Ce quinzième album des Bad Seeds marque la fin du groupe, du moins tel qu’il a été conçu il y a trente ans. Blixa Bargel et Mick Harvey désormais partis, Nick Cave rassemble sa bande pour ce qui pourrait être son dernier baroud d’honneur sous cette forme. Toujours soutenu par les  »Mini Seeds », il a plus que jamais confié sa progéniture à Warren Ellis, depuis quinze ans son frère d’arme. À l’origine des boucles omniprésentes de ces nouvelles compositions, ce dernier ouvre par la même occasion un nouveau chapitre de l’histoire de la formation, tournée vers l’ascèse, la sobriété et le minimalisme.
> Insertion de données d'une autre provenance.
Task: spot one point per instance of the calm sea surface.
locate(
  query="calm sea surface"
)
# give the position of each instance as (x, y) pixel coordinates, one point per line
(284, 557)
Des frondes de  »Dig, Lazarus, Dig!!! », des expérimentations de Grinderman, il ne reste rien ou presque. C’est maintenant sous un ciel apaisé que les mauvaises graines fleurissent, avec une sérénité affichée dès l’introductif  »We No Who U R ». Il n’est plus question de brûler les cathédrales, l’heure est au recueillement, cet album reflète le regard sage et lucide de l’âge. Des métaphores environnementales aux paraboles prédicatrices ( »Water’s Edge »), la colère n’est plus.

Dès lors, il n’y a plus qu’à accepter de se laisser immerger par ces orchestrations épurées, dont l’ampleur réside dans l’espace offert à chaque pièce de la dramaturgie. Pour illustrer ces tableaux, Nick Cave le novelliste se substitue au crooner. Son  »Jubilee Street », épicentre majeure et tragique contant l’histoire de Bee, démontre – si besoin en était – que l’Australien est unique quand il s’agit de nous abreuver d’histoires ( »She had a history, but she had no past, when they shut her down, the Russians moved in. The problem was she has a little black book’..I got a foetus on a leash »).

Ses allégories n’évacuent d’ailleurs pas totalement les tensions d’auparavant, et il n’est pas rare de percevoir des bouillonnements maîtrisés comme si, au fond, l’essentiel n’était plus dans le déchaînement. De fait,  »Push The Sky Away » raconte avec sagesse le temps qui passe, qui engloutit femmes et hommes de son flux sans issue. Marqué par les rides de la sagesse, Nick Cave ne se résigne pas au déclin ( »Keep On Pushing » conclue t-il) et nous fait, ainsi, la promesse d’être loin du chant du cygne. D’autres moissons nous attendent, espérons qu’elles soient aussi fertiles que celle-ci.